Hurricane Patricia made landfall on a remote stretch of Mexico’s Pacific Coast Friday night. The Category 5 storm -- which peaked offshore with winds of 200 mph -- ultimately inflicted less damage than many feared: The brunt of the hurricane did not reach the heavily populated cities of Manzanillo and Puerto Vallarta. And according to Mexican authorities, residents overwhelmingly heeded calls to evacuate and take shelter. There are no reports of deaths or injuries.

Touring areas hit hardest by the storm in the state of Colima, Mexican President Enrique Pena Nieto reported Patricia caused 235,000 people to lose electricity, and authorities had restored service to about one-half of them by Saturday, according to the daily newspaper La Jornada. Service was expected to fully return by Monday. Meanwhile, between 3,000 and 3,500 homes were damaged or destroyed, and 3,500 hectares of agricultural land were affected. Currently, federal highways and nearby airports are fully operational.

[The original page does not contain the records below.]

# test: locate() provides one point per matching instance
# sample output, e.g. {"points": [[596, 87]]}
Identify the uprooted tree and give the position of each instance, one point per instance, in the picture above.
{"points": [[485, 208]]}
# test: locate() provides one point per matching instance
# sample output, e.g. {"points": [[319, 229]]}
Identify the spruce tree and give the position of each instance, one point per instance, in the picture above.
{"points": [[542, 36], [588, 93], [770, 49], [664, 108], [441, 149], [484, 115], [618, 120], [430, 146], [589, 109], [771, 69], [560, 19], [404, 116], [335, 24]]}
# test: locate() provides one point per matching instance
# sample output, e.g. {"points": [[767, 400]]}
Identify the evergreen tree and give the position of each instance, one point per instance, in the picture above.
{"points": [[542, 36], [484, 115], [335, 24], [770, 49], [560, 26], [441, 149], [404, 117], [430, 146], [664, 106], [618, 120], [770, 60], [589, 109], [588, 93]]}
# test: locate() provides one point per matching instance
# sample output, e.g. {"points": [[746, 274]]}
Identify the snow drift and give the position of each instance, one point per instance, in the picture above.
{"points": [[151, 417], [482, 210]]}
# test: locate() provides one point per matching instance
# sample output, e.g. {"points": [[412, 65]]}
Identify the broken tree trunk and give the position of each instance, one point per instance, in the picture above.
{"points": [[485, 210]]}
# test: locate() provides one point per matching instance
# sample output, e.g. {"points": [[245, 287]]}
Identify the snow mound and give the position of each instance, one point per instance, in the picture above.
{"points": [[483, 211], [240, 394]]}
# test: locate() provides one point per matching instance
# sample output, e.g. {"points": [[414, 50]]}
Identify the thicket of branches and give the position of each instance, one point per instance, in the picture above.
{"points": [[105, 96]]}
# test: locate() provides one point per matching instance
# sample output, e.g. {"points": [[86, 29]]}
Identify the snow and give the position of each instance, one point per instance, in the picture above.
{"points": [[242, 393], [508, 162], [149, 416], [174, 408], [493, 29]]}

As the remnants of Patricia barrel northward, they’ve collided with another storm system hovering over Texas. As a result, portions of the state were hit by 20 inches of rain Saturday -- with downpours expected to continue Sunday. As much as another foot of could be coming as the storm system moves eastward, according to forecasts.

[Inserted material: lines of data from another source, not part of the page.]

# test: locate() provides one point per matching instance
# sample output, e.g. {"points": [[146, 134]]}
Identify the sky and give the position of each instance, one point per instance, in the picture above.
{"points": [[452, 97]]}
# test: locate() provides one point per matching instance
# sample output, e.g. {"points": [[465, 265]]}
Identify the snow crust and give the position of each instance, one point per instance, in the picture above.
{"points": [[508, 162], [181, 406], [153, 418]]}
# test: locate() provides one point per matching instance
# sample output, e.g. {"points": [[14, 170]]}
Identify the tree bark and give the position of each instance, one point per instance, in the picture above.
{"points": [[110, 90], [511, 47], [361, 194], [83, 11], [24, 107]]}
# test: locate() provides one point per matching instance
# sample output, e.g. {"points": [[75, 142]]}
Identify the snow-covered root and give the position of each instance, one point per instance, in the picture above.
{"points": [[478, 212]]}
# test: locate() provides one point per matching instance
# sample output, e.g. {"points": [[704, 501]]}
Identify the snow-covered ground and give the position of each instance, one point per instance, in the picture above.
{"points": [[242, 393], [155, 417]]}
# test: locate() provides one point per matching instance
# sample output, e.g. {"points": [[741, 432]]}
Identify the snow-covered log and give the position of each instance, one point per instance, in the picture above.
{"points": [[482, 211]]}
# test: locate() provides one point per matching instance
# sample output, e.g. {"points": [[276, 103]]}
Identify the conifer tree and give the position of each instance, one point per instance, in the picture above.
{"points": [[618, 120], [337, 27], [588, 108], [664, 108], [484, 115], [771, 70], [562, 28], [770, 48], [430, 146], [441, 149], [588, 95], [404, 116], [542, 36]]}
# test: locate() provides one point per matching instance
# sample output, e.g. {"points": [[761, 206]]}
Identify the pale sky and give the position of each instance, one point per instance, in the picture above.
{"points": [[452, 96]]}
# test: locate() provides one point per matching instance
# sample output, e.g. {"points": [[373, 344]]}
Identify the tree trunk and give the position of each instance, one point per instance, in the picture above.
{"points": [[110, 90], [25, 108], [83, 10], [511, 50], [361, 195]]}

A 41-year-old homeless man went missing in San Antonio, which broke its daily rainfall record Saturday. According to a local fire department representative, the man went looking for his dog near a drainage ditch and was “swept away.”

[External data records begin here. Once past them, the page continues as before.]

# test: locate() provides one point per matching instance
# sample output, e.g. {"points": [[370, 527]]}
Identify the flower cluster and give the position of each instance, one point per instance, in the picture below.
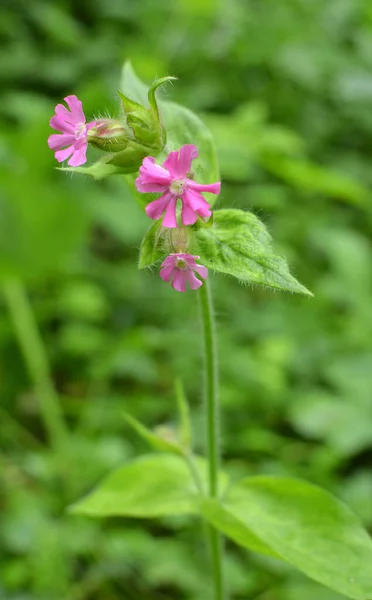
{"points": [[173, 179]]}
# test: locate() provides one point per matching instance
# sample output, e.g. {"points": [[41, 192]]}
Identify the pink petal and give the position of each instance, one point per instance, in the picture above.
{"points": [[64, 114], [179, 163], [196, 202], [170, 218], [57, 141], [152, 176], [155, 209], [170, 261], [79, 157], [167, 273], [189, 216], [60, 124], [146, 187], [179, 281], [201, 270], [213, 188], [61, 155], [76, 108], [194, 282]]}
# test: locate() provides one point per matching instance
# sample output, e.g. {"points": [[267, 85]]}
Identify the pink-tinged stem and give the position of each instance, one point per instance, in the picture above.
{"points": [[212, 431]]}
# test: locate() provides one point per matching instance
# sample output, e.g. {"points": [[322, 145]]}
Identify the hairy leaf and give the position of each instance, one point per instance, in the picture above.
{"points": [[239, 244]]}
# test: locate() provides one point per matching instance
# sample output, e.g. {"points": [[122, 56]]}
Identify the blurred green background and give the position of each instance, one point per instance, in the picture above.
{"points": [[286, 88]]}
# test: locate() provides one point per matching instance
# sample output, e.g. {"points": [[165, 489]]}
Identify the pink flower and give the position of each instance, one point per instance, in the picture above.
{"points": [[174, 181], [74, 132], [179, 269]]}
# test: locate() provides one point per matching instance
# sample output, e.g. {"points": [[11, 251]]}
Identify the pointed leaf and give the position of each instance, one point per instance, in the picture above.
{"points": [[150, 486], [224, 520], [239, 244], [308, 528], [99, 170], [154, 440]]}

Early Saturday, a freight train derailed near Corsicana, about 50 miles south of Dallas, when a creek overflowed and washed away the tracks. Crew members escaped without injury.

Greater Houston and its more than 6 million residents were bracing for impact Sunday, with the city’s mayor warning residents to avoid wet roads after dark and look out for flash floods. This year, flash foods in the Houston area have already killed at least eight people.

Much of the Gulf Coast, from southeastern Texas to the Florida Panhandle, remains on a flood watch, according to the National Weather Service.